Refinancing to a lower interest rate can lower your monthly payments and save you thousands of dollars over the term of your mortgage. Convert your adjustable rate mortgage to a fixed rate mortgage, refinance your balloon payment, or shorten your 30 year term to a 15 year term.
The process of refinancing your existing mortgage allows you to exchange your current mortgage for a new one. During this exchange, your lender pays the balance of the old loan and then you can begin to make payments on the new loan.
Why should you consider refinancing?
There are several benefits to refinancing your mortgage. The most common reason is to get a lower interest rate. You may also want to refinance to consolidate debt.
What types of refinancing are there?
When you refinance your mortgage, you can choose from all the same option as when getting a new mortgage. Below are the most common types of mortgages:
- Conventional Mortgage - This is the category that most loans fall under. These are issued by banks and other private lenders, which results in one of the toughest underwriting requirements and consequently one of the most difficult loan types to quality for.

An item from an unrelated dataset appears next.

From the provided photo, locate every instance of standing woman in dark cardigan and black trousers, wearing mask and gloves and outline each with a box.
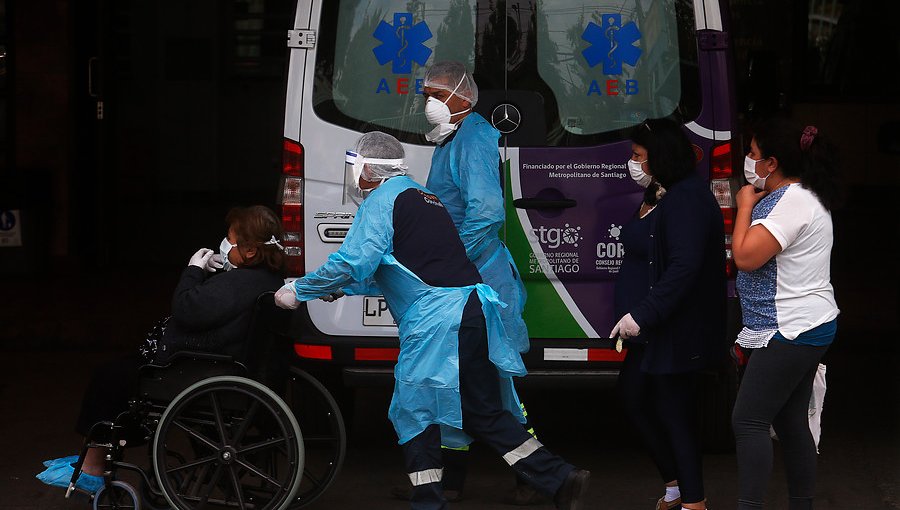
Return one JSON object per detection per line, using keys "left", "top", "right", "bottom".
{"left": 610, "top": 119, "right": 726, "bottom": 510}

- Government-Backed Mortgages - These are subsidized by the government, protecting the lenders against defaults on payments. This makes it a lot easier for lenders to offer potential borrowers lower interest rates. The goal of this loan type is to make home ownership affordable to lower income households and first-time buyers.
- Federal Housing Administration (FHA) Loans - Similar to Conventional loans, these are also issued by private banks and other lending institutions. The key difference is that the federal government guarantees FHA loans. This government backing reduces lender risk, making these easier to qualify for and can require as little as 3.5% for a down payment.
- Veteran Affairs (VA) Loans - Aimed to help service members, veterans, some members of the reserves or National Guard, and some surviving spouses, this type of loan requires little to no down payment and no private mortgage insurance. U.S Department of Agriculture (USDA) Loans - For low to moderate income borrowers in eligible rural areas. To qualify, you must meet certain income and other requirements.
How does my credit rating affect my home loan interest rate?
Lenders review your credit as a means to paint a picture on how well you have handled your past finances and use this information to predict your future financial risk. Having a higher credit score means less risk for lenders, which can mean lower down payment requirements for your loan.
How long does refinancing take?
While every loan is different, refinancing is quicker than a new purchase as you are already established in your home. Some factors can affect the timeline, such as types of documentation required and the terms of your loan.